During his visit, Wang Yi will look to sign at least two projects, The Kathmandu Post reported.
“We have already received the text of the project implementation plan of the BRI from China,” a senior Nepali government official told the Post, adding, “During the visit, both sides are expected to agree on the text of the project implementation plan, which will pave the way for the execution of BRI projects.”
Nepal signed the BRI agreement back in 2017. Back then it was regarded as a watershed moment in Nepal and China bilateral ties. However, no project took off over concerns regarding the Chinese infrastructure programme.
Last December, internal consultations were held with regard to BRI projects in Nepal during which it was recommended that both countries should set up a joint mechanism for the selection of projects.

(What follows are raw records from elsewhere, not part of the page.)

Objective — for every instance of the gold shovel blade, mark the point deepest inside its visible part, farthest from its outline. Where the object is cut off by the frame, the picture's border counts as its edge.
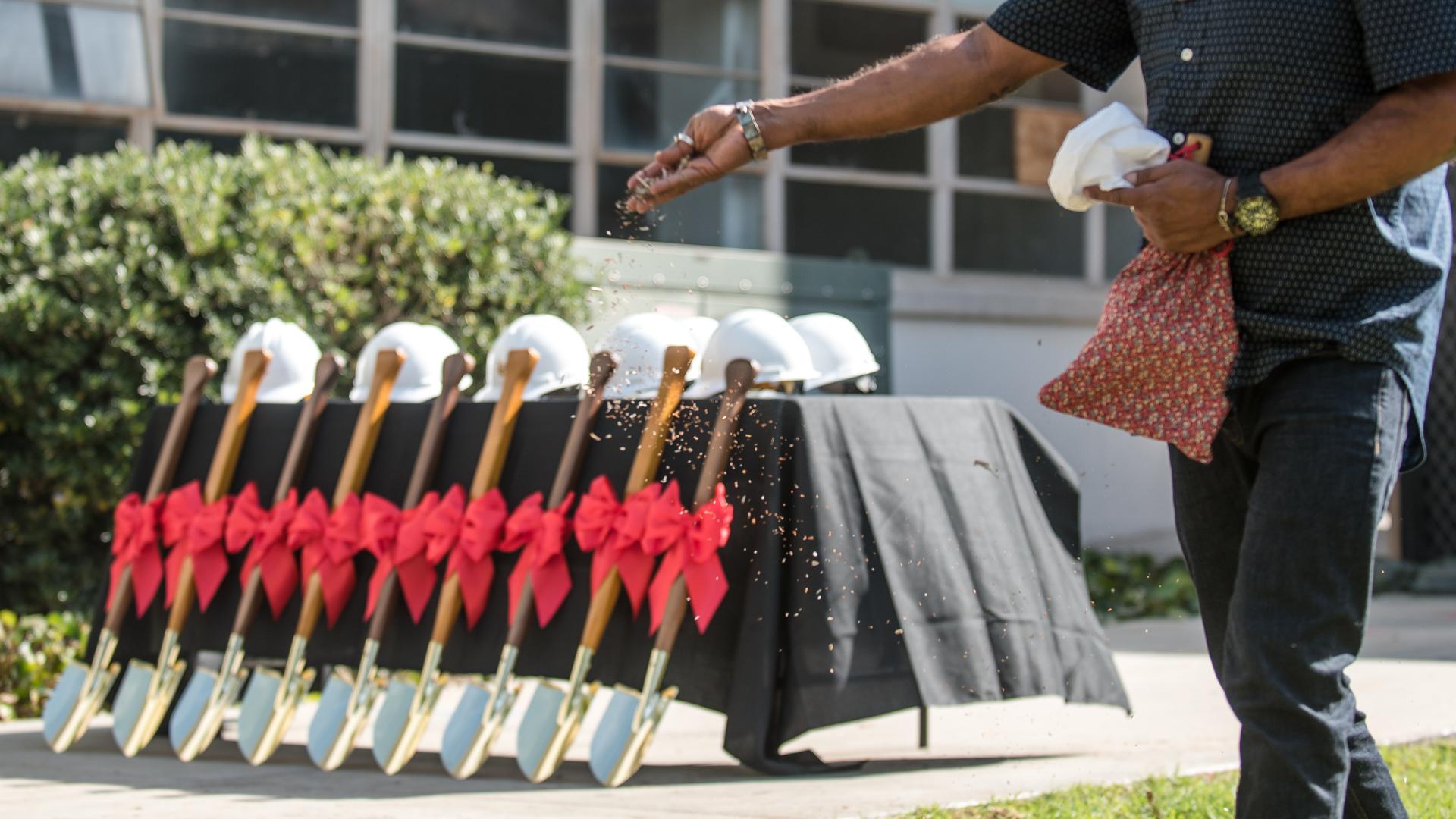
(620, 739)
(73, 703)
(546, 733)
(475, 726)
(267, 711)
(142, 703)
(199, 716)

According to a Nepali government official, the recommendations also include avoiding commercial loans for the implementation of BRI projects because “they are too expensive.”

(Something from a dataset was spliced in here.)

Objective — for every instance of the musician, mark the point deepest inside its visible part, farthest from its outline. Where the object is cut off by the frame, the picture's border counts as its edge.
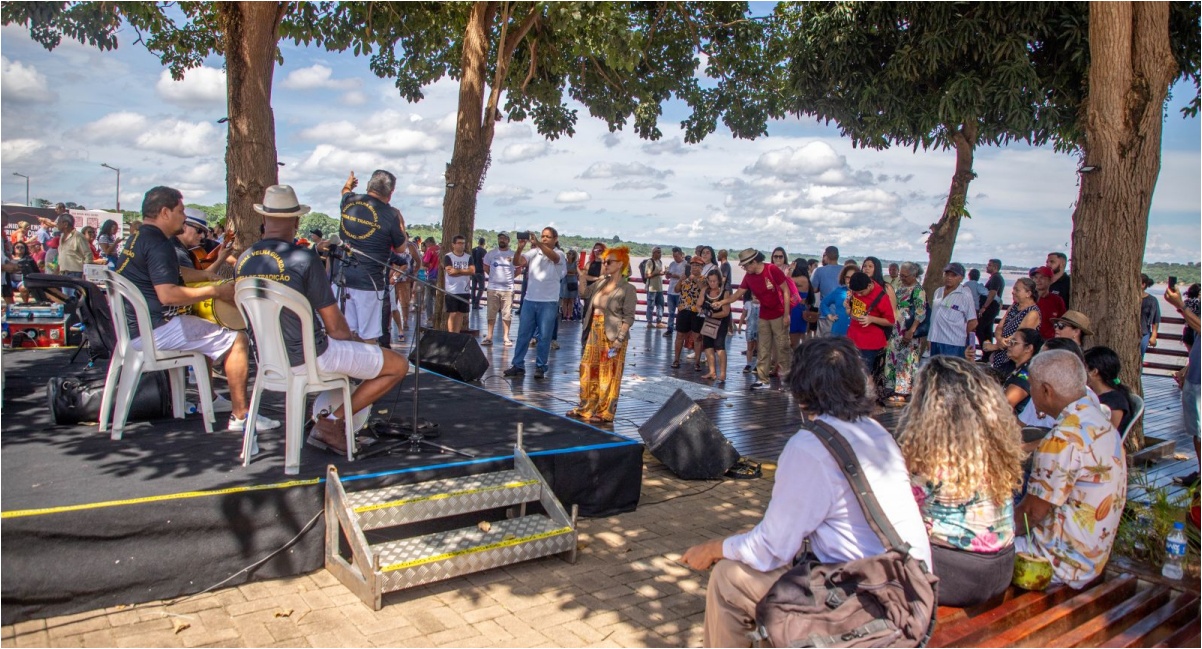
(339, 350)
(149, 262)
(372, 228)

“In our recommendation, we have clearly stated that we should seek preferably a grant from China or concessional loans at less than 2 per cent annual interest to fund the projects under the BRI. Our economy is too small to be able to afford commercial loans, so we should avoid such loans,” a senior Nepali Finance Ministry official told the Post.
Since its launch in 2013, the BRI has been well received across the globe due to its easy loan parameters. However, these concessions facilitated economic and military expansion for the Chinese, allowing them to build infrastructure, establish military bases in BRI- recipient countries.
Several of these sovereign loans are in fact extended to developing countries and are negotiated in secret. A few of these loans use resources as collateral. This dept trap diplomacy, the lack of transparency and unreasonable loan conditions have made these schemes extremely unpopular and have earned the BRI a lot of bad press.
BRI has left scores of lower- and middle-income countries (LMIC) saddled with “hidden debts” totalling USD 385 billion, according to new research released last September.
The findings are part of a report published by AidData, an international development research lab based at the College of William and Mary in Virginia. According to this report, China has used debt rather than aid to establish a dominant position in the international development finance market.
The report has analyzed more than 13,000 aid and debt-financed projects worth more than USD 843 billion across 165 countries. According to AidData, over 40 LMIC now have levels of debt exposure to China higher than 10 per cent of their national gross domestic product.